Pre-loved or even brand new, one must have a keen eye when doing home inspections. They say it can run you as much as 25% in hidden damages or substandard materials used in building the property. From the very foundation of the house to the top of the roof, there are vital signs you need to pick-up quickly as these can affect your safety, livability and its resale value.
Before you hang your hat on a place that you might call “home” soon, here are 7 tips on how to sharpen your property-hunting senses when you start looking around the house,
- Foundation – The most important part of any house as this is where the all the load of the structure rests. Look for uneven sinking of floors, sagging beams and roof lines, retouched crack on beams, floors, columns and walls. For the exterior, check the shingles if they are warped and if there is tilting of the house. Best to look for another property if the foundation is weak.
- Structural – Structural cracks can be caused by a number of factors namely inadequate load design, low quality materials used, undersized or corroded steel bars and poor construction. Progressive cracks could mean the structure is deteriorating.
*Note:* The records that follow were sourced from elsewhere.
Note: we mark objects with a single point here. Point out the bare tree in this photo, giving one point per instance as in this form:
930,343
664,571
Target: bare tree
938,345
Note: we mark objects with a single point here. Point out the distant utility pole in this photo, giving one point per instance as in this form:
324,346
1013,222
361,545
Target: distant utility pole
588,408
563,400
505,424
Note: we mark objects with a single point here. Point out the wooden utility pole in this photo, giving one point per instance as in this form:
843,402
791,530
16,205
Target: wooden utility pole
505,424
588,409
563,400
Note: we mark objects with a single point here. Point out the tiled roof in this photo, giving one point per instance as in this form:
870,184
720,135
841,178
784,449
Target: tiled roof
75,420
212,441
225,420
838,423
The repairs can be costly.
- Flooring – Make sure the interior flooring is smooth and flat. The outdoor floors are always sloped to drainages to avoid unwanted flooding. Also look for cracks along the joints of the flooring used.
- Electrical – Faulty electrical and substandard materials used are main drivers of fire. Try bringing your phone charger and plug in those sockets to test if all are working well. It is still best to bring an electrician especially for those old houses.
- Plumbing – Water leak can be a nuisance though it usually happens to old and new properties. Open the faucets to check the water pressure and see how fast the water travels then see how fast the drainage gulps the water as well. This can be a quick test of a good or bad plumbing is in place
- Doors & Windows – Aside from opening and closing it with ease, make sure the thickness and appropriate materials for the respective rooms are used.
- Roofing – Check for stains on the interior walls and ceilings. Inspect also the gutters and see if there are any debris blockages or holes.
Conclusion… As sellers can always withhold vital information from buyers via the “caveat emptor” rule, I feel it is always best to hire a contractor/engineer to take a deeper look. As we can only go so far inspecting a home, by gauging the quality of the property built as a whole, you’ll get a fair idea on the craftsmanship and materials used in building it.